The committee addressed a judge’s use of “electronic social media,” defined as Internet-based electronic social networking sites that “require an individual to affirmatively join and accept or reject connection with particular persons.”

In discussing the application of the Model Code of Judicial Conduct, the committee said that “while sharing comments, photographs, and other information, a judge must keep in mind the requirements of Rule 1.2 that call upon the judge to act in a manner that promotes public confidence in the judiciary.”

The committee said that a “judge should not form relationships with persons or organizations that may violate Rule 2.4(C) by conveying an impression that these persons or organizations are in a position to influence the judge.”

In addition, the committee cautioned that particular care should be taken that interactions with social media don’t violate rules prohibiting a judge from offering legal advice and commenting on a pending matter before the court.

“A judge must also take care to avoid comments and interactions that may be interpreted as ex parte communications concerning pending or impending matters in violation of Rule 2.9(A), and avoid using any ESM site to obtain information regarding a matter before the judge in violation of Rule 2.9(C),” the committee said.

The committee also addressed the issues of disclosure and disqualification that arise when a judge uses social media sites used by lawyers and others who may appear before the judge.

As a starting point, the committee said that a judge “who has an ESM connection with a lawyer or party who has a pending or impending matter before the court must evaluate that ESM connection to determine whether the judge should disclose the relationship prior to, or at the initial appearance of the person before the court.”

Emphasizing the importance of the context of the interaction, the committee said that a judge “should disclose on the record information the judge believes the parties or their lawyers might reasonably consider relevant to a possible motion for disqualification even if the judge believes there is no basis for the disqualification.”
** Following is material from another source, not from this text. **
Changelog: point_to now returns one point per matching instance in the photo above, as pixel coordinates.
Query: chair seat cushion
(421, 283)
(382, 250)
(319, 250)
The committee also discussed the use of electronic social media in judicial campaigns “Websites and ESM promoting the candidacy of a judge or judicial candidate may be established and maintained by campaign committees to obtain public statements of support for the judge’s campaign so long as these sites are not started or maintained by the judge or judicial candidate personally,” the committee said.

In addition, the committee warned of the danger of a rules violation when a judge interacts with the web content of other judicial candidates.

“Some ESM sites allow users to indicate approval by applying ‘like’ labels to shared messages, photos, and other content,” the committee said. “Judges should be aware that clicking such buttons on others’ political campaign ESM sites could be perceived as a violation of judicial ethics rules that prohibit judges from publicly endorsing or opposing another candidate for any public office.”